= Città di Brescia International Violin Competition =

Violin competition in Italy

The Città di Brescia International Violin Competition (Concorso Internazionale di Violino "Città di Brescia") is one of the most prestigious Prize for classical music players. The Competition is organized in Brescia, Italy, by the Romano Romanini Foundation, in order to honour the memory of the violinist Romano Romanini (1864–1934). The seats of the “Città di Brescia” Competition are at the "Auditorium S.Barnaba" for the eliminatory and semi finals tests and at the "Teatro Grande" for the final tests. The Competition is member of the WFIMC, Geneva, since 2005. Mario Conter was the founder, actually Domenico Nordio is the Artistic Director. The Competition is triennial.
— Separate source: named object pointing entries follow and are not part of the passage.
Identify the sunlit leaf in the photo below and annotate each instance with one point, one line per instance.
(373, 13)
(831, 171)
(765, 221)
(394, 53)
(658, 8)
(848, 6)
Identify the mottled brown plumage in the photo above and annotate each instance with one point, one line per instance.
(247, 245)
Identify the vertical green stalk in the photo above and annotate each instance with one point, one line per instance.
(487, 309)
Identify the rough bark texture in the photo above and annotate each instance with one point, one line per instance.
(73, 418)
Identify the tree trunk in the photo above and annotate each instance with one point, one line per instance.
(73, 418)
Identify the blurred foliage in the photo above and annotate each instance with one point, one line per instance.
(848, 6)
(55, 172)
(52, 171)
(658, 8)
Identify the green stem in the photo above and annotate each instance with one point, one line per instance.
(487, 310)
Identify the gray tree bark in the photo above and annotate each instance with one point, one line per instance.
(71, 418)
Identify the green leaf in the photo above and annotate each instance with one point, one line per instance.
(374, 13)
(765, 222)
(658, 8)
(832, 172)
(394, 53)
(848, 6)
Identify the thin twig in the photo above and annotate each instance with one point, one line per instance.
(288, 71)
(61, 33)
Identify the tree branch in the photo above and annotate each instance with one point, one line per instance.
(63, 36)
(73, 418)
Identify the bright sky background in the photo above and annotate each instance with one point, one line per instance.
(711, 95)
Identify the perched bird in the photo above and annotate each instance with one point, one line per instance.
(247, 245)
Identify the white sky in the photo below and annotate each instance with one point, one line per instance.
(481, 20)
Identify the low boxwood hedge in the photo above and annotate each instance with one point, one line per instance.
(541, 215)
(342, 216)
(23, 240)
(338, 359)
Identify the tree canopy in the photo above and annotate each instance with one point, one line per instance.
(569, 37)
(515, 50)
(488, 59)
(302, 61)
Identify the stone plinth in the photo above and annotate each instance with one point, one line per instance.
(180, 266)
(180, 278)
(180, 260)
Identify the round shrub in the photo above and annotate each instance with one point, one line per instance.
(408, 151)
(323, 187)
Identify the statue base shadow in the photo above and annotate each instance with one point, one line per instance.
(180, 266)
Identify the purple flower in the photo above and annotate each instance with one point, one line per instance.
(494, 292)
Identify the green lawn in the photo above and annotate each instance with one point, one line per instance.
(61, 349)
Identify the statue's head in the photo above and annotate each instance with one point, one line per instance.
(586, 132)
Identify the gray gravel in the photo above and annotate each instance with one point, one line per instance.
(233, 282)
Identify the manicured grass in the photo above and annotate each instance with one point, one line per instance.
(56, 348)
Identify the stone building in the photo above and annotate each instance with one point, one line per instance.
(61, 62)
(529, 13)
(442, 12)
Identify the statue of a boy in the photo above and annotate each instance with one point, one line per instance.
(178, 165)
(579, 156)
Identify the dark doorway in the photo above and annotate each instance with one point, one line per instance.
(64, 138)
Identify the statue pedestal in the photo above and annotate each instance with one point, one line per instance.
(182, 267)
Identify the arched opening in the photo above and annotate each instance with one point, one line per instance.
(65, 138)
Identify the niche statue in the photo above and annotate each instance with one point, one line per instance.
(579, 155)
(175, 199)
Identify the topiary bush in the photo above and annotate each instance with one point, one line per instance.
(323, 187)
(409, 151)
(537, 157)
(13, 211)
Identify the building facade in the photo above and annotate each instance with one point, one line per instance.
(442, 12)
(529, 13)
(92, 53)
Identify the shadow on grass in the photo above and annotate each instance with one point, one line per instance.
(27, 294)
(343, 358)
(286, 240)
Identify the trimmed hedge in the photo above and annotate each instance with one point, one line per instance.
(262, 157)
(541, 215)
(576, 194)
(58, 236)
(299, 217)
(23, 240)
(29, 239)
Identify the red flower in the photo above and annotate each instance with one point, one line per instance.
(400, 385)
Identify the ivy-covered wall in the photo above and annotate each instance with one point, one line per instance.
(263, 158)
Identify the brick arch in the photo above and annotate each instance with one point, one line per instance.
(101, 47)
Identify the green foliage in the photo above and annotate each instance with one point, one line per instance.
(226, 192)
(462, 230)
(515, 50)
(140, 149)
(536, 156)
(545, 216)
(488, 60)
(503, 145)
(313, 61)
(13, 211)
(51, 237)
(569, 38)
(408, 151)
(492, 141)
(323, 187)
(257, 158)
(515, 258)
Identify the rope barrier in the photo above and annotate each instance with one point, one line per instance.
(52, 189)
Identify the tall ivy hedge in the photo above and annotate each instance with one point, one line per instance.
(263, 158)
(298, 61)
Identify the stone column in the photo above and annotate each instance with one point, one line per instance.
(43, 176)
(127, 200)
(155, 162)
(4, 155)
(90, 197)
The XIIIth edition will be held October, 2013.

==Past winners==
The violinists who have obtained the acknowledgement are Dora Schwartzberg, US, winner of the first edition in 1979, Luca Fanfoni, Italy (1988), Silvia Simionescu, Romania (1990) Gabriele Pieranunzi, Italy (1993), Anton Sokorow, Russia (1999), Alexis Nagovitsyn, Russia (2001) (who died a few days after his performance in Brescia) and Yusuke Hayashi, Japan (2010).

==Past jurors==
The Città di Brescia International Violin Competition has always kept in consideration the need of inviting prominent personalities in the international scenario from the world of music as members of the jury, so as to ensure that they reach the most objective decisions possible. During the eleven editions held so far, in the years 1979, 1981, 1984, 1986, 1988, 1990, 1993, 1999, 2001, 2004, 2007 and 2010 the Price has been awarded by members of the jury such as Marcello Abbado, Salvatore Accardo, Paolo Borciani, Zakhar Bron, Duilio Courir, Maxim Fedotov, Franco Ferrara, Franco Fisch, Stefan Gheorghiu, Iljia Grubert, Silvia Marcovici, Mihaela Martin, Elisa Pegreffi, Leonardo Pinzauti, Corrado Romano, Cristiano Rossi, Max Rostal, Dora Schwartzberg, Kyoko Takezawa, Tibor Varga, Pavel Vernikov, Krzystof Wegrzyn, Mario Zafred and Grigory Zistlin.